When I was a child the only people with their own telephone were doctors, solicitors and the like; the rest used public call boxes, the red ones*. Gradually phones became more common. The heavy, black ones, with the bell that mobile phones now impersonate, were the only ones on offer. Usually they had a rotating dial, but when I first moved to rural Devon in 1972, the operator at the small exchange was contacted directly on lifting the handset, and the (three digit) number requested. At the same time the ‘party line’ existed; the same incoming telephone line was shared by neighbours as it was cheaper, but had the disadvantage that both parties could not use the phone at the same time. With improvements in electronics and plastics, phones got smaller and cheaper. One particular type was the ‘trimphone’ which was a must-have from Post Office Telephones (the nationalised company which became British Telecom [BT] when it was privatised). The trimphone had a squared unit with a tiny, light handset with a peculiar warbling ringtone, which the mischievous tried to imitate. As I pen this in 2014 most home phones are cordless and in every room, but many homes no longer have a fixed phone line

The breakthrough came when phones became ‘mobile’. Initially this involved carrying a large box with a large battery, but as time moved on, they moved through being the size of a brick to as small as the human hand can cope with. Some adults still shun the ‘mobile’ but even the smallest child now demands a ‘smartphone’ which has internet, email, music playing facilities and apps beyond number.

*Phone calls made from the old red boxes had no time limit.
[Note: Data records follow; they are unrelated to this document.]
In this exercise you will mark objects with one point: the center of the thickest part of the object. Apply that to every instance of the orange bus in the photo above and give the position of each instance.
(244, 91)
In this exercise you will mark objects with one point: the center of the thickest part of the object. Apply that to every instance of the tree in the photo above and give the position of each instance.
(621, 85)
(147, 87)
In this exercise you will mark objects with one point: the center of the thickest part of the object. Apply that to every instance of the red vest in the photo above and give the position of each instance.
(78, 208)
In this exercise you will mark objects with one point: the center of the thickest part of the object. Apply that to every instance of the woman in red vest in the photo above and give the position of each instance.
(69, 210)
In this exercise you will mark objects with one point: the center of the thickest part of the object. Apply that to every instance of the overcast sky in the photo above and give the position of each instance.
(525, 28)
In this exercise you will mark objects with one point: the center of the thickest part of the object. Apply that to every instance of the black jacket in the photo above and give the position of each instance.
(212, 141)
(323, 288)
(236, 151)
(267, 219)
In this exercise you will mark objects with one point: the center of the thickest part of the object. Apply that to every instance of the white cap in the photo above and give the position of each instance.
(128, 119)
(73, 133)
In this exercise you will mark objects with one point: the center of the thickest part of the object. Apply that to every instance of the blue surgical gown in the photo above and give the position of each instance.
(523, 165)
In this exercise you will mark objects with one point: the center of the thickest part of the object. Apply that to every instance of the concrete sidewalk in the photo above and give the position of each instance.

For 2d (1p) you could talk all night, if someone ‘out of patience’ didn’t bang on the glass door to tell you to ‘hurry-up’. The coins were inserted in a slot and the number dialled. On hearing the voice at the other end, a button marked ‘A’ was pressed and you could start talking. If there was no answer the Button-B was pressed and your coins were returned. The system changed to fixed-time calls, but if you were skilled, you could tap out the phone number on the ‘rest’ buttons and get through for free, so I’m told’.